A person having ordinary skill in the art should realize in view of
the present disclosure that equivalent constructions do not depart
from the spirit and scope of the present disclosure, and that
various changes, substitutions, and alterations may be made to
embodiments disclosed herein without departing from the spirit and
scope of the present disclosure. Equivalent constructions,
including functional "means-plus-function" clauses are intended to
cover the structures described herein as performing the recited
function, including both structural equivalents that operate in the
same manner, and equivalent structures that provide the same
function. It is the express intention of the applicant not to
invoke means-plus-function or other functional claiming for any
claim except for those in which the words `means for` appear
together with an associated function. Each addition, deletion, and
modification to the embodiments that falls within the meaning and
scope of the claims is to be embraced by the claims.

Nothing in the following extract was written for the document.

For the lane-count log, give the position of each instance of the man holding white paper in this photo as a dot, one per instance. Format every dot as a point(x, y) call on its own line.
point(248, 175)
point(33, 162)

The terms "approximately," "about," and "substantially" as used
herein represent an amount close to the stated amount that still
performs a desired function or achieves a desired result. For
example, the terms "approximately," "about," and "substantially"
may refer to an amount that is within less than 5% of, within less
than 1% of, within less than 0.1% of, and within less than 0.01% of
a stated amount. Further, it should be understood that any
directions or reference frames in the preceding description are
merely relative directions or movements. For example, any
references to "up" and "down" or "above" or "below" are merely
descriptive of the relative position or movement of the related
elements. It should be understood that "proximal," "distal,"
"uphole," and "downhole" are relative directions. As used herein,
"proximal" and "uphole" should be understood to refer to a
direction toward the surface, rig, operator, or the like. "Distal"
or "downhole" should be understood to refer to a direction away
from the surface, rig, operator, or the like. When the word "may"
is used herein, such term should be interpreted as meaning that the
identified feature, function, characteristic, or the like is
present in some embodiments, but is not present in other
embodiments. Numerical terms such as "first," "second," "third,"
"fourth," and the like when used to identify certain components or
features are used to distinguish similar components (or similarly
referenced components) and are not used to limit any component to a
specific embodiment or numerical reference. For instance, a
component referred to as a "first" component in the claims may
refer to or include a "first," "second," "third," "fourth," or
other component from the specification, based on the context in the
claim.
The present disclosure may be embodied in other specific forms
without departing from its spirit or characteristics. The described
embodiments are to be considered as illustrative and not
restrictive. The scope of the disclosure is, therefore, indicated
by the appended claims rather than by the foregoing description.
Changes that come within the meaning and range of equivalency of
the claims are to be embraced within their scope.